4. Recursive Feature Elimination (The Synergy Gate)
The final stage is an aggressive, iterative pruning process. The previous three gates evaluated features in isolation or pairs. RFE evaluates them together to account for multi-feature synergy. The Engine trains an internal ensemble model (e.g., Random Forest), which minimizes Gini Impurity at every split.
The importance of a feature $X_m$ is determined by its Mean Decrease in Impurity (MDI) across all trees $t$ in the forest:
$$ \text{Importance}(X_m) = \frac{1}{N_T} \sum_{t} \sum_{v \in S_{X_m}} \frac{N_v}{N} \Delta i(v, t) $$
Why this guarantees a better outcome: Where $\Delta i(v, t)$ is the impurity decrease at node $v$ split by $X_m$. The lowest-ranked features are recursively eliminated, and the model is continuously retrained. This prevents "masking" effects where a feature looks weak initially but is highly predictive when combined with another. By the time the algorithm stops, the remaining dataset is mathematically proven to be the most concentrated, non-redundant, and highly predictive feature set possible.
Installation
(Note: Package is currently in pre-release development phase)
pip install feature-engine-pro
Quick Start Guide
The entire framework can be instantiated and run with a few lines of code.
import pandas as pd
from feature_engine_pro.engine import FeatureEngine
from sklearn.model_selection import train_test_split
# 1. Load Data
df = pd.read_csv("high_dimensional_data.csv")
X = df.drop(columns=["target"])
y = df["target"]
# 2. Split Data (Crucial for preventing data leakage)
X_train, X_test, y_train, y_test = train_test_split(X, y, test_size=0.2, random_state=42)
# 3. Initialize Feature Engine
engine = FeatureEngine(
target_column="target",
problem_type="classification",
variance_threshold=0.01,
correlation_threshold=0.85,
mi_threshold=0.01,
rfe_n_features=25
)
# 4. Fit the pipeline to training data
engine.fit(X_train, y_train)
# 5. Transform both train and test sets
X_train_clean = engine.transform(X_train)
X_test_clean = engine.transform(X_test)
# 6. Generate the Audit Report
engine.generate_report(filepath="feature_audit_report.html")
Advanced Usage: GridSearchCV
Because FeatureEngine inherits from BaseEstimator and TransformerMixin, it natively supports hyperparameter tuning to find the optimal mathematical thresholds for your specific dataset.

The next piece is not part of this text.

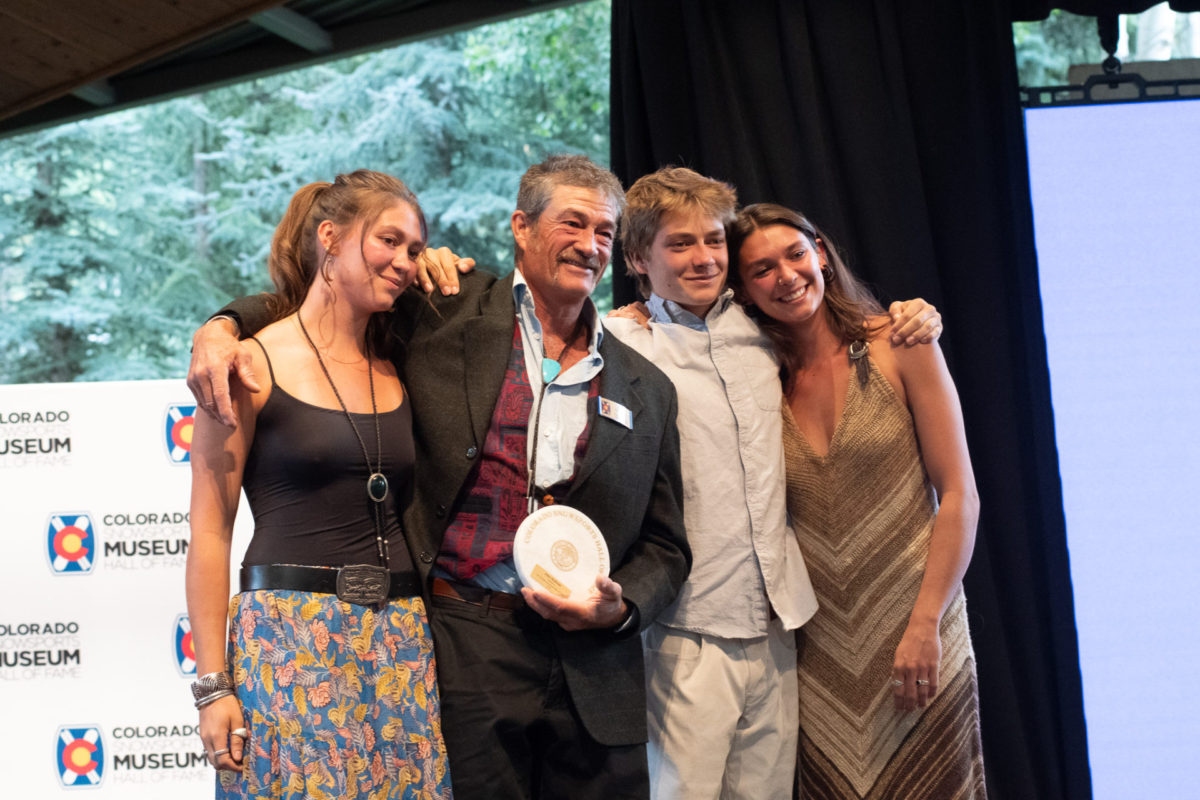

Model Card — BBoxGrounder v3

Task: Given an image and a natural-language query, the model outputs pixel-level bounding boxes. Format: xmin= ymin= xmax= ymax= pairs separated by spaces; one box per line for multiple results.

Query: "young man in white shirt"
xmin=605 ymin=167 xmax=938 ymax=799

from sklearn.pipeline import Pipeline
from sklearn.model_selection import GridSearchCV
from sklearn.ensemble import GradientBoostingClassifier
pipeline = Pipeline([
('feature_engine', FeatureEngine(problem_type='classification')),
('classifier', GradientBoostingClassifier())
])
param_grid = {
'feature_engine__correlation_threshold': [0.75, 0.85, 0.95],
'feature_engine__mi_threshold': [0.01, 0.05],
'classifier__learning_rate': [0.01, 0.1]
}
grid_search = GridSearchCV(pipeline, param_grid, cv=5)

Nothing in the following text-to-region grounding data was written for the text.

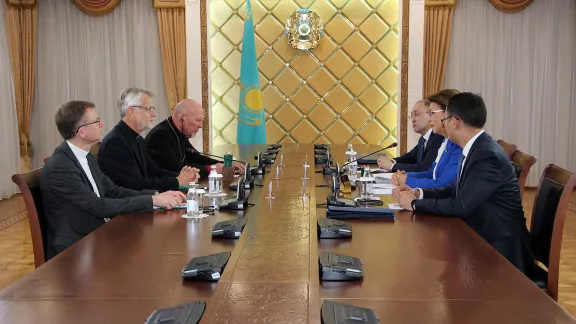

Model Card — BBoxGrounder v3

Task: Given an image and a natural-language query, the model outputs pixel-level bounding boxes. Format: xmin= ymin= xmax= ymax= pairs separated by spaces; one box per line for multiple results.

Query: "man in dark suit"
xmin=40 ymin=101 xmax=186 ymax=259
xmin=98 ymin=87 xmax=199 ymax=192
xmin=377 ymin=100 xmax=444 ymax=172
xmin=395 ymin=93 xmax=534 ymax=274
xmin=146 ymin=99 xmax=244 ymax=178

grid_search.fit(X_train, y_train)
The Audit Report
Calling .generate_report("report.html") produces a standalone HTML document containing:
- A summary count of features kept vs. dropped.
- A visual Bar Chart Funnel illustrating the reduction at each pipeline stage.
- A pre-filtering Correlation Heatmap to visualize dataset collinearity.
- A comprehensive Tabular Audit Trail detailing the exact mathematical reason a specific column was eliminated (e.g., "[CorrelationSelector] Dropped: Correlated 0.92 with feature_X. Kept feature_X because it has higher correlation to target.").
Contributing
Contributions to mathematical optimization, expanding the suite of transformers, or improving computational efficiency for massive datasets are welcome. Please ensure all pull requests maintain Scikit-Learn compatibility and do not introduce data leakage.